The central finding — that effective LLM constraint management requires not elaborated natural-language requests but rigid, software-like specifications that directly counteract neural network behaviors — reconstitutes what is commonly understood as prompt engineering. Prompting is typically framed as a communication problem: how to ask a model clearly enough that it understands and complies — the foundational assumption underlying instruction-tuning methodology (Zhang S. et al., 2025). The evidence presented here requires a different framing. The models studied understood the instructions. They complied when the statistical weight of their parametric associations permitted it, and they overrode the instructions when that weight exceeded the instructional signal. The solution is not communicative but architectural: semantic appeals are replaced with syntactic substitution mandates, contextual prohibitions with unconditional trigger word bans, general rules with explicitly scoped categorical constants. This is not prompt engineering in the conventional sense. It is constraint engineering — and the distinction is not terminological but methodological.

The implications extend beyond philological editing to any domain where the difference between fluent-and-plausible and correct is consequential.
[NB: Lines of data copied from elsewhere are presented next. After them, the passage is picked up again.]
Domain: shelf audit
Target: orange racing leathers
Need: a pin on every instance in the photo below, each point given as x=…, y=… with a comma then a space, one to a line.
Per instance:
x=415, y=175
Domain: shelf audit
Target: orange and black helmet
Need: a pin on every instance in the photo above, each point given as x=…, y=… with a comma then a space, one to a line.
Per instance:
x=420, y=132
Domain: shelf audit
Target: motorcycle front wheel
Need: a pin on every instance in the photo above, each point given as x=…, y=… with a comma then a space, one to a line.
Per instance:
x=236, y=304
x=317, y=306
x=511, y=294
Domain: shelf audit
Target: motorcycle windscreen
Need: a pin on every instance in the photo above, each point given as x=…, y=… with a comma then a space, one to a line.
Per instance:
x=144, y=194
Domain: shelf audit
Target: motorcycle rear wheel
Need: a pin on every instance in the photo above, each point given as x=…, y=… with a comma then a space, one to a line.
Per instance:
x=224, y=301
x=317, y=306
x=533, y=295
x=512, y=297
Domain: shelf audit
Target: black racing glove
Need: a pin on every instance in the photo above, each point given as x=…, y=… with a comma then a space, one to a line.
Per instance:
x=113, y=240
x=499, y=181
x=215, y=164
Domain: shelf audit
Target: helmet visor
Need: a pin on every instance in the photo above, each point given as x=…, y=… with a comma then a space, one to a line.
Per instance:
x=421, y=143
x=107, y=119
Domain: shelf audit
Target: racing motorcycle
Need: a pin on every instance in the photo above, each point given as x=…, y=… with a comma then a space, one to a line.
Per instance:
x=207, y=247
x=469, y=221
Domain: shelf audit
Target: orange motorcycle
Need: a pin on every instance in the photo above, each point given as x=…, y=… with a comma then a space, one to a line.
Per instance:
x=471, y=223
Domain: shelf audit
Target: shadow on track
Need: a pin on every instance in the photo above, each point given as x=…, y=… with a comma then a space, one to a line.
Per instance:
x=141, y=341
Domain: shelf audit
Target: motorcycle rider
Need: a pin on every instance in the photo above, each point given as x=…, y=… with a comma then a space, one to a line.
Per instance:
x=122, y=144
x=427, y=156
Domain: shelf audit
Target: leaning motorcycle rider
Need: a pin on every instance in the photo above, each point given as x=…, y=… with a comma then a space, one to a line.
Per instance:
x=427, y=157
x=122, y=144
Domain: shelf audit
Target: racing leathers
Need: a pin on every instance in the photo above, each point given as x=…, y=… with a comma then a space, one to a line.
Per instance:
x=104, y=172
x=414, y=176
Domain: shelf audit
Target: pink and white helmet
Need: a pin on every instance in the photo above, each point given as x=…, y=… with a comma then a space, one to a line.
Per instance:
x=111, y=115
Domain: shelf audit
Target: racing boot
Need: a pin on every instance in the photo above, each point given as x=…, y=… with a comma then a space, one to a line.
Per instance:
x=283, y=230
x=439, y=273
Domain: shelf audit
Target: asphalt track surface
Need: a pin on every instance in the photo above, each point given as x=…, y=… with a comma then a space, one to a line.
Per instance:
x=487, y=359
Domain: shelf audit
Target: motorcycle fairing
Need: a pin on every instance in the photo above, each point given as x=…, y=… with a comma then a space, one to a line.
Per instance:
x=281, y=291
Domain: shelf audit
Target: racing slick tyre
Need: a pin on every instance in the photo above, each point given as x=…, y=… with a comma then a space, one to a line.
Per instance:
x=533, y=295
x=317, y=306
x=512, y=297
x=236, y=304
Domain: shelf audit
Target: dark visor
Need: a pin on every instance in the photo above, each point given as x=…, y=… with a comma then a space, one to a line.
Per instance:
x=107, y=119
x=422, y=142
Legal document analysis, archival transcription, clinical terminology review, technical standards editing — in each of these domains, an LLM that produces confident, well-structured, wrong output does not assist the expert. It misleads them. The constraint architecture documented here provides a replicable methodology for identifying domain-specific failure modes and designing targeted interventions wherever the cost of semantic smoothing exceeds the benefit of generative fluency.

The SME Override Protocol demonstrates that this architecture has a ceiling, and that the ceiling is precisely the right one. The system can be made mechanically rigorous within the domain defined by its constraints. It cannot be made to understand the document it is editing. That understanding belongs to the domain expert who designed the constraints, reviews the diagnostic map, and holds the conceptual model against which every editorial decision must ultimately be evaluated. The Lead Surgeon does not merely supervise the instrument. The Lead Surgeon is the condition of possibility for the instrument’s correct use.